Editorial

Responsabilidad para formar un Gobierno

El presidente del PP, Mariano Rajoy, en la rueda de prensa tras presidir el Comité Ejecutivo Nacional.
El presidente del PP, Mariano Rajoy, en la rueda de prensa tras presidir el Comité Ejecutivo Nacional. EFE

Aunque los cambios producidos en el reparto de poderes en las elecciones del domingo no son cuantitativamente muy abultados, sí lo son cualitativamente, hasta el punto de que de bloquear la gobernabilidad tras el 20 de diciembre de 2015 se ha pasado a la sensación generalizada de que Rajoy repetirá como presidente, dado el retroceso del voto a las formaciones de izquierda y el avance firme, aunque no suficiente, del Partido Popular. Si la fórmula es un pacto parlamentario de amplia base, un Gobierno en minoría con apoyos y consensos puntuales o una investidura in extremis echando mano de los nacionalistas no independentistas es lo que falta por dilucidar. Y aunque algunas posiciones políticas recuerdan al bloqueo y las líneas rojas de los meses pasados, todos descartan ahora unas nuevas elecciones. Si la voluntad real se pliega a la opinión general, habrá Gobierno en la última semana de julio o primera de agosto.

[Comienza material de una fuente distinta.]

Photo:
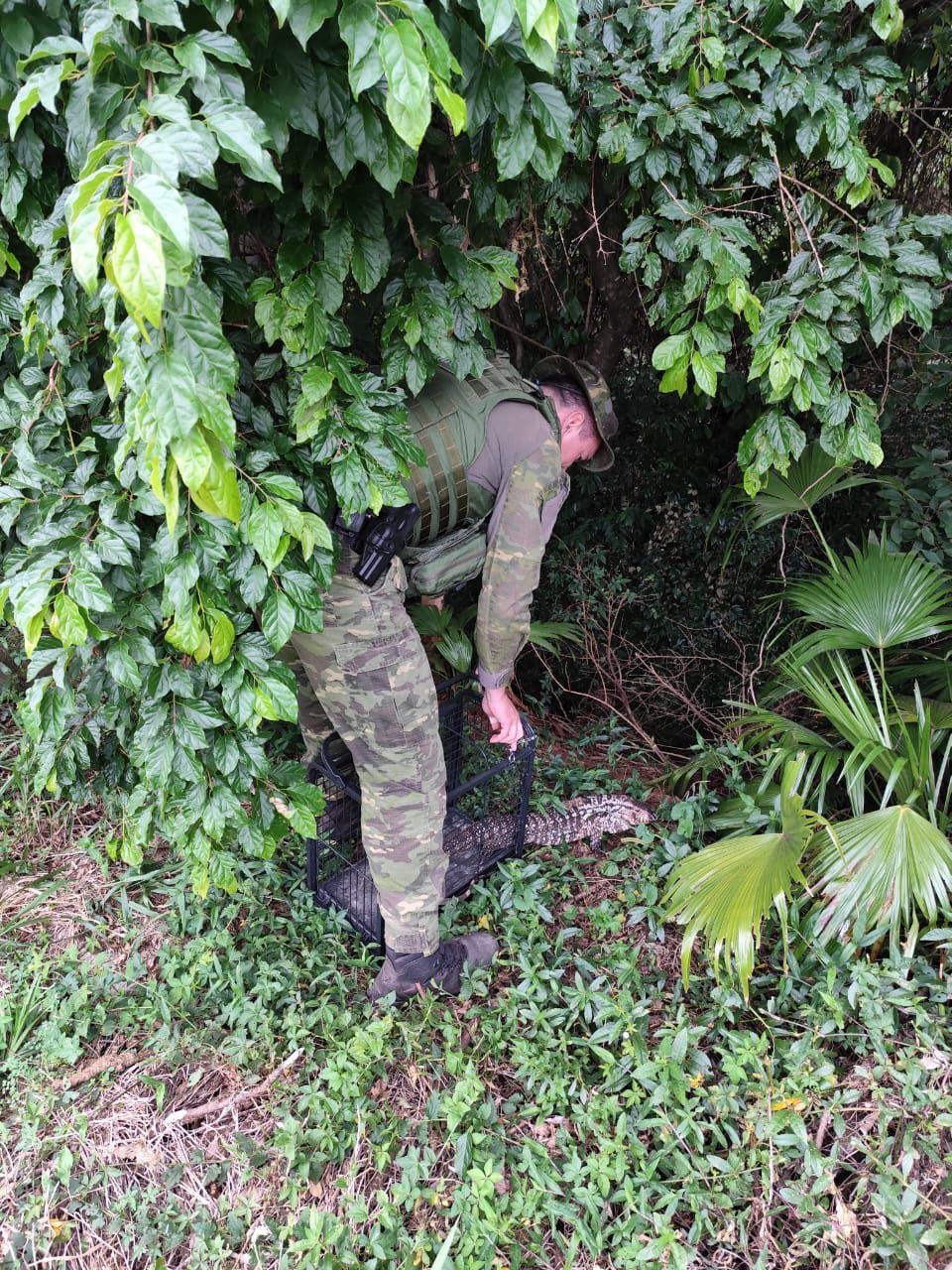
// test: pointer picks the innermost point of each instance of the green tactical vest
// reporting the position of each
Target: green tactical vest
(448, 422)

El presidente en funciones y claro vencedor de los comicios del 26 de junio, Mariano Rajoy, asegura que mantendrá conversaciones con todos los grupos políticos, que no descarta ninguna opción razonable de gobernar, pero que las preferencias siguen estando en formar un consenso de “las fuerzas moderadas”, en las que identifica al Partido Socialista y a Ciudadanos. Y aunque la opción de llegar a una investidura incluso con mayoría absoluta dependería únicamente de un acuerdo con Ciudadanos (a lo que el partido de Rivera no se niega si es un acuerdo de contenidos), al que se sumase el PNV y los dos diputados canarios (incluso uno de ellos coaligado electoralmente con el PSOE pero con libertad de voto en las Cortes), Rajoy prefiere un acuerdo con el PSOE y Ciudadanos basado en los cinco grandes objetivos que ya esbozó en la legislatura fallida: mantener las políticas reformistas para consolidar la recuperación de la economía y el empleo; sostener fiscalmente el Estado con un nuevo sistema de financiación autonómica para administrar los servicios públicos; garantizar la financiación de las pensiones y el Estado de bienestar;pactar a nivel nacional un programa de educación, y reforzar la legislación que garantice la unidad nacional y la igualdad de los españoles en todo el territorio.

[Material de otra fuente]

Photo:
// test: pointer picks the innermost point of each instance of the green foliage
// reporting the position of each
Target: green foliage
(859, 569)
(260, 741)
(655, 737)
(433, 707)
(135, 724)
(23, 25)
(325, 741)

Siempre hemos defendido que el Gobierno tiene que disponer de la base suficiente como para sacar adelante estas reformas y otras que puedan proponer sus hipotéticos socios de forma segura, pues sin ellas es muy complicado darle continuidad al trabajo hecho por la recuperación de la economía, que es clave para rebajar la sonrojante tasa de paro del país. Cambios como los que deben ponerse en marcha para reforzar la financiación de las pensiones precisa del consenso nacional, y no menos exigible es un compromiso para llevar el déficit a posiciones que hagan financiable la muy elevada deuda pública (y privada) que tiene España, sin dañar el crecimiento de la economía, aunque existan matices en los plazos y las fórmulas a aplicar. Los dos socios a los que apunta Rajoy fueron capaces de llegar a un acuerdo en marzo pasado;no está claro aún que puedan entenderse con el PP, que a su vez también tendría que aceptar cesiones notables en muchos de sus planteamientos para facilitar el consenso.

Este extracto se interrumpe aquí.